Hangtime, sorry about your luck I also have been hit with unexpected BS it sucks. Hang in there, and good luck!!!!


----------



## martian 710 (Jan 22, 2004)

Hangtime said:


> Wifes front end work. $1000.  :devil: :wave: I'll be posting some things in the for sale thread.
> 
> Have a good one.
> HT


Sorry about the bad luck Rick we'll see you in a couple weeks!!!


----------



## !diot (Feb 15, 2005)

Hangtime,
rumors are around that you have fast motors. Any for sale??????


----------



## Hangtime (Jan 2, 2007)

!diot said:


> Hangtime,
> rumors are around that you have fast motors. Any for sale??????

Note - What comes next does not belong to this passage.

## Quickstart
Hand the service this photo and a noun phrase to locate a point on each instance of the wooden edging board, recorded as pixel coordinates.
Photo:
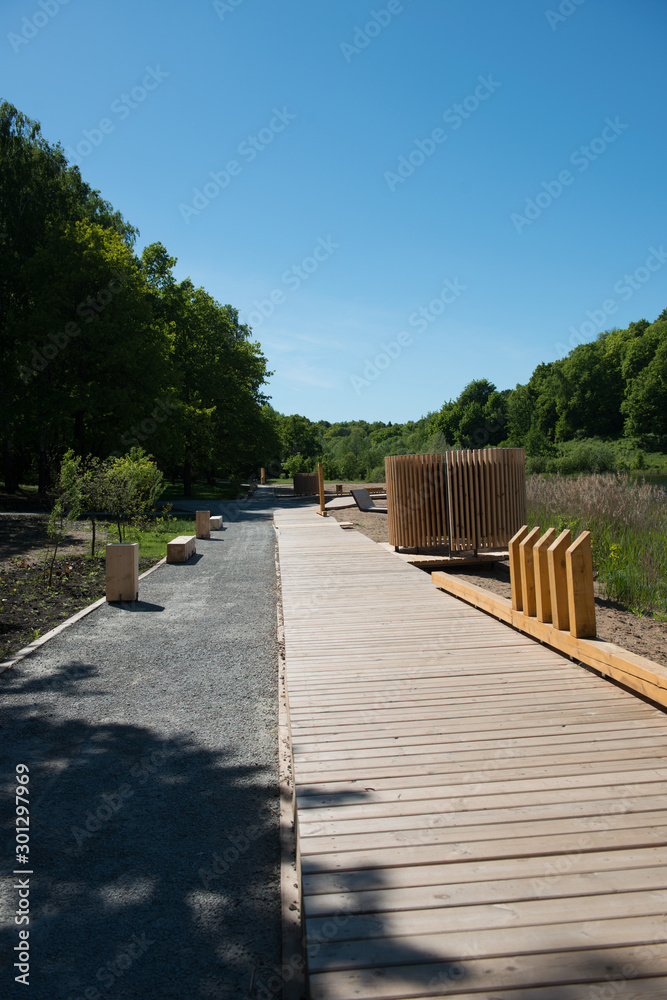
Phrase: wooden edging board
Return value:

Is this a trick question? Any fast motors I have I'm running.

Second - I'm probably running against you.

Tell you what. If your serious I'll be at Freddies Sunday. Bring me a motor NIP & I'll do my special prep & break-in on it for you. :thumbsup: 

HT


----------



## martian 710 (Jan 22, 2004)

Hangtime said:


> Is this a trick question? Any fast motors I have I'm running.
> 
> Second - I'm probably running against you.
> 
> ...


Oh boy!!! Can I bring one too!!! :woohoo: :thumbsup: :wave:


----------



## martian 710 (Jan 22, 2004)

I don't know but it's looking 50/50 on the figure-8 race for us now. We might be going to take advantage of the off week in the points series and do another ski trip. The kids are really bugging me about going again. I should know for sure this weekend.


----------



## BudBartos (Jan 1, 1970)

That does not look like a promising turnout ????


----------



## martian 710 (Jan 22, 2004)

It might be better to do this after the winter season is over. Maybe the day your going to hand out the awards. Doesn't seem like anyone want's to take a chance at messing up their cars now. Maybe do a triathalon. 1 heat oval, 1 heat onroad, and 1 heat figure-8 all with the same car no practice in between. Person with the most total laps wins. Just a thought and it might be a little easier on the cars.


----------



## TangTester (Oct 7, 2001)

Hey Guys,

Do to the race schedule and people not wanting to crash their cars during the season. We are going to move the figure 8 race to a date in March after the season. I will have a date in a week. I hope everyone will make it. It should be a really fun time.
Tang


----------



## BudBartos (Jan 1, 1970)

Maybe We can talk about doing the awards at the Fig 8 race and make like a party of it, Maybe even the Itailian sausage just for a taste of the summer series  I know Micro would like the time to fig the points up.


----------



## Micro_Racer (Mar 27, 2002)

I like that idea! let's make it happen!


----------



## Micro_Racer (Mar 27, 2002)

Just wanted to bring this back up to the top. The fig 8 has been moved to March 23rd and will include a roadoval....


----------



## BudBartos (Jan 1, 1970)

March 22 not 23 !!!!


----------



## martian 710 (Jan 22, 2004)

So who all is racing the figure-8 race next Saturday?:woohoo::woohoo::woohoo::wave::thumbsup:


----------



## BudBartos (Jan 1, 1970)

All I know of at this time is Myself, Tang and You. I think most are going for the roadoval :thumbsup:


----------



## martian 710 (Jan 22, 2004)

BudBartos said:


> All I know of at this time is Myself, Tang and You. I think most are going for the roadoval :thumbsup:


What a bunch of wussies!!!!:devil::jest::wave:


----------



## BudBartos (Jan 1, 1970)

Yes they should run the Fig 8 so We can see if anything on these BRP cars will break


----------



## Mike Clark (Apr 28, 2007)

*Figure 8 Video*

Hey where's the video from the first race?


----------



## BudBartos (Jan 1, 1970)

We moved it to the 22nd so it was the end of the season.


----------



## martian 710 (Jan 22, 2004)

BudBartos said:


> Yes they should run the Fig 8 so We can see if anything on these BRP cars will break


If the only thing Logan has been able to break in 3+ years with his BRP car is bodies and body posts I don't think there is much to worry about. Is the road-oval going to be stock class only? I'll probably race both fig-8 and road-oval. I don't know if the kid's are going to race fig-8 or road-oval. I think Shyniah is going to make one of her chocolate-carrot cakes for dessert.:thumbsup:


----------



## BudBartos (Jan 1, 1970)

Yes roadoval stock setup :thumbsup: 
Cake YUM


----------